Nossos doutos educadores e autores de livros didáticos criam currículos invencíveis. Tudo que pode ser importante é nele anexado. E, como há cada vez mais coisas importantes, o currículo vai ficando mais pesado e mais invencível. Como o Vasa, os alunos afundam sob o peso de tantos conhecimentos e de tantas informações preciosas. E, nas profundezas ignotas dos oceanos intelectuais, naufraga sua educação.
Os japoneses, contados dentre os campeões mundiais em educação, fazem seus currículos para que todos os alunos normais entendam tudo. O MEC até que enxugou os nossos, mas, no trajeto até a sala de aula, o terreno é minado. Para autores e professores, é um desdouro que até mesmo os alunos geniais possam entender tudo que se ensina. Ainda não foi enterrado o último professor que se vangloria de só dar 10 quem sabe mais que ele.

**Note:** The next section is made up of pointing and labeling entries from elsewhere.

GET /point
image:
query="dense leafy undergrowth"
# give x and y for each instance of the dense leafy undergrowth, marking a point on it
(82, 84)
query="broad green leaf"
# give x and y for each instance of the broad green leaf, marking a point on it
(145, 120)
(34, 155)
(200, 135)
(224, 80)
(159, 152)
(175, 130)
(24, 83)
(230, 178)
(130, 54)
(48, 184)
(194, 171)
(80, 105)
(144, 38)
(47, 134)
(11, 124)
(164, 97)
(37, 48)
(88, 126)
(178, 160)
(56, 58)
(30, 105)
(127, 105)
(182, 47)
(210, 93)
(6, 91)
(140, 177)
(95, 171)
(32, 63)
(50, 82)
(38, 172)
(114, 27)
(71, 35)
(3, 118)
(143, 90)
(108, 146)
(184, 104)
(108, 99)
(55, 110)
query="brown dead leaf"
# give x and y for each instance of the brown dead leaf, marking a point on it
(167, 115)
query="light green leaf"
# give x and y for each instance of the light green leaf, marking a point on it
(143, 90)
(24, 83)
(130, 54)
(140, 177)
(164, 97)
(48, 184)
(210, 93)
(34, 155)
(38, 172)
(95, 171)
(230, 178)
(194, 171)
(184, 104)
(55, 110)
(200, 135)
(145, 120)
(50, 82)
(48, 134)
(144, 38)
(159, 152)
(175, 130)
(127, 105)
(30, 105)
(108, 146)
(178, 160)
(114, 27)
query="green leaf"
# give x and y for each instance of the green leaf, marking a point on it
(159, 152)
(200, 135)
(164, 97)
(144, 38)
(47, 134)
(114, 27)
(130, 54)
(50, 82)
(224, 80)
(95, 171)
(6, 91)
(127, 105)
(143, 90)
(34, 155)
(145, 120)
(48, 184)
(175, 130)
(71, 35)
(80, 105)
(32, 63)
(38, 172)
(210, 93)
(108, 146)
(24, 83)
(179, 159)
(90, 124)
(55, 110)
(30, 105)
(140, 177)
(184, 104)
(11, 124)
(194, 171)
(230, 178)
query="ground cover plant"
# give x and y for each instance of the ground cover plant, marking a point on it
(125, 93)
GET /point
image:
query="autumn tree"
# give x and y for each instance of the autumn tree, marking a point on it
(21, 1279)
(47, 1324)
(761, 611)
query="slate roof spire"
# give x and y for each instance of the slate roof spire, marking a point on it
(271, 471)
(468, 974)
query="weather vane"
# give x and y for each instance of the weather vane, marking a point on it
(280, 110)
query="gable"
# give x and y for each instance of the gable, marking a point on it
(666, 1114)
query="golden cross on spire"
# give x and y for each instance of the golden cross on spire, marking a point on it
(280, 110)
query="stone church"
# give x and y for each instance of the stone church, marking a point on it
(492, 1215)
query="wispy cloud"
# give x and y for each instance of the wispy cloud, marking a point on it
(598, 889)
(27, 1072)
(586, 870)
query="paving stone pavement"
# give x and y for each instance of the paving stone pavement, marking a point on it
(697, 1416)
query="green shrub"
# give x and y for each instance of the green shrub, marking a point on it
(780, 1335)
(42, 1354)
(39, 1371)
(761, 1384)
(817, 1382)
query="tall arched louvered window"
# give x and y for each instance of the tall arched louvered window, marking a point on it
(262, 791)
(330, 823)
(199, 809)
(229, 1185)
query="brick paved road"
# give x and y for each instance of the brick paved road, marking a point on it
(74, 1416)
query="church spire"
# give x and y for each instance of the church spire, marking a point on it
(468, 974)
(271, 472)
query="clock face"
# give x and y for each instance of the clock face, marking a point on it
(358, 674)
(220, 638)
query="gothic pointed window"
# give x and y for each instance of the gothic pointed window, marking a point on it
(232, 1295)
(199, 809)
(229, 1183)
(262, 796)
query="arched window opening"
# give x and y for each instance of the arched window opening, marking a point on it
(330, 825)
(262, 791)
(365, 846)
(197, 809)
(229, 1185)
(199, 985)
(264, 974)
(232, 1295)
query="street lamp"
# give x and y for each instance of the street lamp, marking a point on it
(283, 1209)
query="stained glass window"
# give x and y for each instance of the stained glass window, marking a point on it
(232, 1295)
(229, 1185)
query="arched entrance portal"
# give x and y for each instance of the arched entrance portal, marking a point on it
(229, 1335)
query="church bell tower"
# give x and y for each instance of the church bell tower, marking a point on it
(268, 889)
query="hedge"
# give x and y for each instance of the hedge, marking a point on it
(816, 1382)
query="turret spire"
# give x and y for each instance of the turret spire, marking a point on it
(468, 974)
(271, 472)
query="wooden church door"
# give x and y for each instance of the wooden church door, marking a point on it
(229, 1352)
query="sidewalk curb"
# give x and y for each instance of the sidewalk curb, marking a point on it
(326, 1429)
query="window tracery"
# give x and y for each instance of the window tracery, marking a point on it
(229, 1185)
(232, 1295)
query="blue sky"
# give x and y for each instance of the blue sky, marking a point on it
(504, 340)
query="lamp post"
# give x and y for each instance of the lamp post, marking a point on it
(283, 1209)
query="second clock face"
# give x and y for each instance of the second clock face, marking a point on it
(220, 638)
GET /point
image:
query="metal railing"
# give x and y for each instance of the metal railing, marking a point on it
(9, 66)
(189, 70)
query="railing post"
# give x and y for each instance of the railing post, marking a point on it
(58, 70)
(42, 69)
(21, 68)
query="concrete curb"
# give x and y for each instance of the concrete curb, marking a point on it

O preço de um currículo entulhado de informações – que isoladamente podem ser úteis e até interessantes – é que não sobra tempo para ser educado. É preciso pisar no acelerador para conseguir ouvir falar de tudo. Como não há tempo para aprender, decora-se. Entre reis de França, afluentes do Amazonas e derivados do carbono, acumulam-se inutilidades memorizadas. E tem a mesma sina as leis, as teorias os princípios científicos, que ajudariam a entender o mundo, se fossem entendidos.
Richard Feynman, Prêmio Nobel de Física, veio ao Brasil em 1950 para dar um curso para professores. Ficou estarrecido e anotou em seu livro de memórias: “ Os estudantes tinham decorado tudo, mas não sabiam o significado de nada. (…) Nada tinha sido traduzido para palavras com significado (…) Eles podiam passar nos exames e ‘aprender’ todas aquelas coisas, e não saber nada”. Após meio século, continuamos na mesma, sabendo as fórmulas e incapazes de usá-las.
David Perkins (no livro Smart Schools) nos diz claramente que, se não entendermos o aprendido, ele não servirá para nada. Aprendemos a pensar com e pensar sobre o que estamos estudando. Aprender é uma consequência de refletir a respeito do que está sendo apresentado em aula. À visão convencional, adquirimos um conhecimento e depois aprendemos a usá-lo. Trágico engano. Aprendemos somente pelo ato de pensar no que estamos aprendendo. E o conhecimento só é realmente adquirido quando podemos pensar usando o que foi aprendido. Mas o nosso Vasa curricular não deixa tempo para que isto aconteça. Resta aos alunos a lembrança de haver ouvido falar de muitos fatos e muitas teorias. O preço da sobrecarga de informação é a falta de profundidade, é a incapacidade de usar o que parecia ter sido aprendido, mas que era um conhecimento inerte, inútil e que não pode ser mobilizado para entender o mundo e resolver problemas.
É preciso coragem para dizer não à avalanche curricular. E muitas vezes um professor individualmente não pode fazê-lo, pois há provas e maratonas curriculares a ser cumpridas a ferro e fogo. Mas é aqui que se define o futuro de um país. Queremos continuar com uma população que ouviu falar de todas as teorias, mas não sabe usar nenhuma? Que recite os ossos do pé e centenas de nomes da taxonomia de Lineu? Ou queremos que entendam o manual de instrução? Tudo está na internet. Mas decidir o que buscar e usar bem o que encontrou é para aqueles que aprenderam a articular seu raciocínio. Nossos alunos continuarão tendo o mesmo destino do Vasa, com currículos invencíveis e tendo sua educação afundada pelo excesso de peso?